Hybridized Beat Repeat

In my last post I explained how I rein in random processing behaviors to get the results I’m after. A good processor for randomizing audio is Ableton Live’s Beat Repeat. Beat Repeat effortlessly duplicates the once tedious process of repeating small chunks of a sample to get stuttering effects, but also has parameters to randomize the repetitions in a variety of ways.

For the Rhodes solo in “Six Weeks” I wanted to scramble my performance in some way to match the “broken” drum programming. Beat Repeat was the ticket, but I couldn’t get a complete take that fit well with the rest of the piece. If you look at the image you can see that the solo is made up of fifteen separate regions of audio. These are all abstracted from specific renders of the performance through Beat Repeat. After rendering the audio several times I selected specific phrases and organized them in a way that enhanced the dynamics of the piece, creating a hybrid. Listen to the solo by itself and then to hear it in context play the full track at 2:54.

Six Weeks (solo) – Hybrid Beat Repeat Solo

Six Weeks (full track) – One Day to Save All Life

Herding Random Behaviors

After playing Precambrian Resonance for a few people and explaining how the arpeggiator was creating a randomness to the output I was asked how that randomness made it sound different from previous playback. This was easy for me to imagine since I had heard it rendered several different ways, but difficult to explain. Therefore I have re-rendered the piece to illustrate how it changes.

This brings up an issue that I have encountered on several occasions. When audio processing creates some sort of randomness in a mix, how can you get exactly what you want? What if after you export the audio there’s some chunk of randomized audio that just doesn’t quite work?
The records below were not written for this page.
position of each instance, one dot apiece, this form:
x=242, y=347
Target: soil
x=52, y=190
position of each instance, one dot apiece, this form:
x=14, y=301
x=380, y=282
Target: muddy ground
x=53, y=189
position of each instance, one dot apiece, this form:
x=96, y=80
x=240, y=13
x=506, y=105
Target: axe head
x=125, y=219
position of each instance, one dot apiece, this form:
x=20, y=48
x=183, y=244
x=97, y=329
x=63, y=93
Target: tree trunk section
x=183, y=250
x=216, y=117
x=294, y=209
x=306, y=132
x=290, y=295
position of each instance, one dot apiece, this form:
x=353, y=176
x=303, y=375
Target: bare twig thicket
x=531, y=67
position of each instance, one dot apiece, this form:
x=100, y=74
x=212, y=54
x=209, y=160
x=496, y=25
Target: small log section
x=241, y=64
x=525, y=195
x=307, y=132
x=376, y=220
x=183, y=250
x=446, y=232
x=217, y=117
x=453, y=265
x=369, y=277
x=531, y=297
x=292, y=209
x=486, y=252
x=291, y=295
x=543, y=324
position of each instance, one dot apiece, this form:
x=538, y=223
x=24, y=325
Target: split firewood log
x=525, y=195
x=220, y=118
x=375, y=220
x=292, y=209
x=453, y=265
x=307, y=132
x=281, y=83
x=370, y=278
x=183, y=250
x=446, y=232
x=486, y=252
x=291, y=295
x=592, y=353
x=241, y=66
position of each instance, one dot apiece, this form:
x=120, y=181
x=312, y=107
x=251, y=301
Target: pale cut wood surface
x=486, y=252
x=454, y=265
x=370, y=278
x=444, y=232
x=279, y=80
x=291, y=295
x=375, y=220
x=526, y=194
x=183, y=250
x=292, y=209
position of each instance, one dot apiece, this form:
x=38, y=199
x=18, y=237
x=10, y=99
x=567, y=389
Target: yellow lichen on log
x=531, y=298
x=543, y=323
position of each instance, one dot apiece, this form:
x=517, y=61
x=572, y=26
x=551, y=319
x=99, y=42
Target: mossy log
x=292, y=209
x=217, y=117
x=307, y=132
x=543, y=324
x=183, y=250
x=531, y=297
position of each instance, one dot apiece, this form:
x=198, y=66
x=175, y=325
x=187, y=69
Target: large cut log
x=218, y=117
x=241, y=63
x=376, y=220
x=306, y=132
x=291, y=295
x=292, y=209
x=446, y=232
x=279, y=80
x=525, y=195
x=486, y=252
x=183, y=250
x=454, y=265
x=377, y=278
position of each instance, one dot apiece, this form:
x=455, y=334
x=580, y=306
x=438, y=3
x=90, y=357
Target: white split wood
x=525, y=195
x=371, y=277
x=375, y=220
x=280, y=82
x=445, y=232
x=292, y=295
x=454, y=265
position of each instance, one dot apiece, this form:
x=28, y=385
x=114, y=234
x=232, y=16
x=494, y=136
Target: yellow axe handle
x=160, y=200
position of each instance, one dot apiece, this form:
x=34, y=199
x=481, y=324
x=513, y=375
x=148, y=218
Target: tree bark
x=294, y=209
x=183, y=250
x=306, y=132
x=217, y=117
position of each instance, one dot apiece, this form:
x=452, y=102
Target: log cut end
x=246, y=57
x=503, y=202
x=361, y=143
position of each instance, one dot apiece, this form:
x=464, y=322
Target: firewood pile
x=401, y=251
My solution is to render the track that has the random processing on it several times. For Precambrian Resonance 0.2 I rendered the processing eleven times. After that I’ll listen and compare the renders, or if I hear one that I like during the rendering, I’ll just choose it. Ableton Live makes this easy with the “Freeze Track” option that essentially renders the track while allowing you continue making adjustments.
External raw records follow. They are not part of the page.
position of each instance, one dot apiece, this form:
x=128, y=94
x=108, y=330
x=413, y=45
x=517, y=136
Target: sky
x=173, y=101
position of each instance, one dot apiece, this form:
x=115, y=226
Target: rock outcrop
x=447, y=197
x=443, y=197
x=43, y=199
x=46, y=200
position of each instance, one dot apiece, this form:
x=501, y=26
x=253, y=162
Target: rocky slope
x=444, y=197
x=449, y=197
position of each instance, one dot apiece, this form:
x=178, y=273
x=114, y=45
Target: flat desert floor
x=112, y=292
Sometimes it is not that easy. I have encountered situations where version after version of the randomized processing doesn’t quite fit. At this stage what I do is carefully listen to the audio for phrases that have something interesting going on. The next step is to sequence the selected phrases into a complete track, effectively herding the random behaviors into what I’m after. I suppose that this is similar to using genetic algorithms to hybridize the audio in a semi-manual way.